BACKGROUND: Both ondansetron and granisetron exert their antiemetic effects via a blockade of the 5-hydroxytryptamine 3 receptor (5-HT(3)R). Because the 5-HT(3)R is a member of a superfamily of ligand-gated ion channels and has structural similarities to the nicotinic acetylcholine receptor (nAChR), a 5-HT(3)R antagonist may also inhibit the nAChR. This study examined the effects of 5-HT(3)R antagonists, ondansetron and granisetron, on rocuronium-induced neuromuscular blockade in vitro.
METHODS
Rat phrenic nerve-hemidiaphragm preparations were isolated and allocated randomly into seven groups (control, 1, 10, 100 microgram/ml of ondansetron, 0.1, 1, 10 microgram/ml of granisetron).
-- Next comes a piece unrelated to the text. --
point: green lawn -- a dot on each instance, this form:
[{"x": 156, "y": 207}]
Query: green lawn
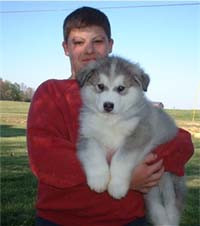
[{"x": 18, "y": 186}]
Two studies were carried out using single twitch responses. In the cumulative dose-response study, rocuronium 1 microgram/ml and each doses of ondansetron or granisetron were administered simultaneously, and incremental 0.5 microgram/ml doses of rocuronium were added to obtain more than 95% neuromuscular twitch inhibition. ED(5), ED(50), ED(90), and ED(95) of rocuronium in each group were calculated using a logistic model. In the partial curarization study, the twitch heights were measured after administering ondansetron or granisetron (10 minutes after administering 3 microgram/ml rocuronium) and were measured 10 minutes later. The 2 twitch heights were then compared.
RESULTS
In the cumulative dose-response study, ondansetron 100 microgram/ml and granisetron 10 microgram/ml significantly reduced the ED50 of rocuronium (P < 0.05). There were no intergroup differences in the partial curarization study.
CONCLUSIONS
High concentration of ondansetron and granisetron enhanced the neuromuscular blockade of rocuronium. Granisetron enhanced the neuromuscular blockade of rocuronium more potently than ondansetron.